Moving Memorial Helps Fallen Officers’ Families Move Forward

Moving Memorial Helps Fallen Officers' Families Move Forward (Image 1)

“May we never forget what these officers did for this city, this country, this world,” words of prayer from Atlanta's police chaplain.

Five year old William Smiley will never forget the sacrifice his father made.  And now neither will anyone who sees his name on a moving memorial.

Peeling back the tape for all to see gives the Smiley family support.

“At the end of the day after school is done, homework is done, and dinner is done, and we're getting ready for bed and prayer time, it feels good to let them know others are with us, others do care, we're not alone,” says Smiley's Widow, Terra Smiley.

She's right; they aren't alone.  They've joined the families of the 688 names on this wall.

“It's 688 stories, JD Paugh is one of those, and today Officer Smiley,” says Ed Christian who organizes the memorial's rides.

Today three Atlanta officers were added to the Georgia Law Enforcement Memorial.

“This is not about the city of Atlanta, it's about law enforcement around the state,” says Atlanta Police Chief George Thomas.  “We are truly a brotherhood of law enforcement that protects lives in this state, and it's important we never forget any of those officers.”

Those families scattered across the state are building a bigger one.

“We're a family now,” Terra Smiley says of all the officers' families.  “It's unfortunate we meet this way, but I feel a sense of family.”

The Smileys will be welcomed with open arms.

“So many people come up and say, 'I can't imagine what you're going through,'” says Bobby Paugh, fallen Officer JD Paugh's brother, “but I can go to the Smiley family and say 'I know what you're going through, and you're going to be okay.'”

In two weeks, they'll meet in Atlanta, but until then, even when these flags are folded and the wall moves on they will have support.

“It doesn't stop there,” says Paugh.  “These people still care and still remember.”

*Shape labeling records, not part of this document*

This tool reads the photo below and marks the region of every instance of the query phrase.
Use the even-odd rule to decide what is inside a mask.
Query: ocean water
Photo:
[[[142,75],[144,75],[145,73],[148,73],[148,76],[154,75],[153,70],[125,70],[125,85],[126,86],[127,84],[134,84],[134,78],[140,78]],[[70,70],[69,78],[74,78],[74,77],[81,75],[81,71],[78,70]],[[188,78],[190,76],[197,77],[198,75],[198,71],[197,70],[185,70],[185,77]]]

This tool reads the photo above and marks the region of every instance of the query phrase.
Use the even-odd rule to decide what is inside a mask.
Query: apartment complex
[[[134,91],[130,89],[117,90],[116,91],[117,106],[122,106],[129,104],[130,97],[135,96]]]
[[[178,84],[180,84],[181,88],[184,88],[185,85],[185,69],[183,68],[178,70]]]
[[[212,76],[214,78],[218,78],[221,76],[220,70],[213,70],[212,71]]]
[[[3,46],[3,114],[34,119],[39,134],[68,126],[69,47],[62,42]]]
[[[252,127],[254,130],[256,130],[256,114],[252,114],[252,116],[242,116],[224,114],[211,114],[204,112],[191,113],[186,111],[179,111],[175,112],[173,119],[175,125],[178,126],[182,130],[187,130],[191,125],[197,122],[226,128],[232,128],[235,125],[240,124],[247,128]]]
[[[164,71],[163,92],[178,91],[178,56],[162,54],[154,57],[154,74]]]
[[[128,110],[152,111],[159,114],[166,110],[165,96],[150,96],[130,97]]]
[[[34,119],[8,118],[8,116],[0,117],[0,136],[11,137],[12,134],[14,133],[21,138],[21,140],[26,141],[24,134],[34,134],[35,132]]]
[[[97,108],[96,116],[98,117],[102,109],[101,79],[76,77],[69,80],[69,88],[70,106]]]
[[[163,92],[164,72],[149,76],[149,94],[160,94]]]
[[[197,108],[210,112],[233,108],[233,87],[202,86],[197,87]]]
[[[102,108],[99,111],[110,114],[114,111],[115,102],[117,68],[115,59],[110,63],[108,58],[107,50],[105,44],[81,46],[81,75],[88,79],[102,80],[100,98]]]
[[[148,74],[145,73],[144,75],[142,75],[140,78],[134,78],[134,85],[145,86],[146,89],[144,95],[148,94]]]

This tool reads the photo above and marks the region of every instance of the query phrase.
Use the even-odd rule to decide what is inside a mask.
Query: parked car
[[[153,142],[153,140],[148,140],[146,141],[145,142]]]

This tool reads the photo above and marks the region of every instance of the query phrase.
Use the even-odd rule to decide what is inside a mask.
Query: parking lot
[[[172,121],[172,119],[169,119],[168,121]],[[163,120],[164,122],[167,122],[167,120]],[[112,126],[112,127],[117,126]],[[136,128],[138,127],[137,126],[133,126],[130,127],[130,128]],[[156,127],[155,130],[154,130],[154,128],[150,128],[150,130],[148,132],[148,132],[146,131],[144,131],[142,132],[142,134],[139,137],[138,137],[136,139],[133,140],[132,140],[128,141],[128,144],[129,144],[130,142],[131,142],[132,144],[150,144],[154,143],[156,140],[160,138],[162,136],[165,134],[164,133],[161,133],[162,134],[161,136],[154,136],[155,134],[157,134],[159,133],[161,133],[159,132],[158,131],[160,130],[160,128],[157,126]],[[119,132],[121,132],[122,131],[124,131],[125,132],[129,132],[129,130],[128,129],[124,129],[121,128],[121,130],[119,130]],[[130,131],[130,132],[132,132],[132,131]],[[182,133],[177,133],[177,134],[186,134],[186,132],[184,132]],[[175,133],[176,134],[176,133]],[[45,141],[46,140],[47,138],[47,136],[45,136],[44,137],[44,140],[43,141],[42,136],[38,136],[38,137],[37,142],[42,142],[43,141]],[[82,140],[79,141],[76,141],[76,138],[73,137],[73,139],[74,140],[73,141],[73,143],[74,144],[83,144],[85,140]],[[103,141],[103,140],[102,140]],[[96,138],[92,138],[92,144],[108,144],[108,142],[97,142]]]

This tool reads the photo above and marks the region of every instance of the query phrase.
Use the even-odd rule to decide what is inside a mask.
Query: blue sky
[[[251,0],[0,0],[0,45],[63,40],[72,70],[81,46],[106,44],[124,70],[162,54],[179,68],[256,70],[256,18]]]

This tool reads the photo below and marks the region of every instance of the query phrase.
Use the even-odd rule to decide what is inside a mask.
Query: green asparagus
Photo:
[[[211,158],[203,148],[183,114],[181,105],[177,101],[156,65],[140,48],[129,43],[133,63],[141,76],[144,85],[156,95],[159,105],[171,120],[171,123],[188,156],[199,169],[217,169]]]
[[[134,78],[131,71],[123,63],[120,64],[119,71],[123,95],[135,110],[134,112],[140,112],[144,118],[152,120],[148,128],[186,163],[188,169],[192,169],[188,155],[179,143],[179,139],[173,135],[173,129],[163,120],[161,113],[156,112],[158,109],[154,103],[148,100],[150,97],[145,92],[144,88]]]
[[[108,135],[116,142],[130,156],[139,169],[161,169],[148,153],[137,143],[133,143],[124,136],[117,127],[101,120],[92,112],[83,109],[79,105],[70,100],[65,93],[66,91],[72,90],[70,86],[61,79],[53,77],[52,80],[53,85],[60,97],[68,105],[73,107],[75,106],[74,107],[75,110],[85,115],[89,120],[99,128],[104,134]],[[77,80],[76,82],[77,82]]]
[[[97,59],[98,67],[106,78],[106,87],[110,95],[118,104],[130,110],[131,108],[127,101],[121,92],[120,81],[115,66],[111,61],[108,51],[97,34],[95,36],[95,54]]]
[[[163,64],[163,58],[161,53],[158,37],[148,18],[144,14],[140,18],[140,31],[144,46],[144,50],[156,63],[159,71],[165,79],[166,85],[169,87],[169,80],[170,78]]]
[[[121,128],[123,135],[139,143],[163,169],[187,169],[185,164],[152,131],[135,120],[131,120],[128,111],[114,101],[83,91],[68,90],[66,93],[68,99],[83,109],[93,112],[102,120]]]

And who knows how many lives it may touch along the way.

“Just to pull into a gas station, and have someone come up and say, 'Hey that's my brother,' and know that someone still remembers their loved one makes it worthwhile,” says Christian.

Even without the honor guard and fanfare, a simple sighting is a reminder of all the lives lost in the line of duty.

If you want to see the memorial and support these families, particularly that of JD Paugh, there is a Memorial Ride on Saturday April 20th, starting at Wild Wing Cafe on Washington Road at 10 AM.  The motorcycle ride departs at 1 PM.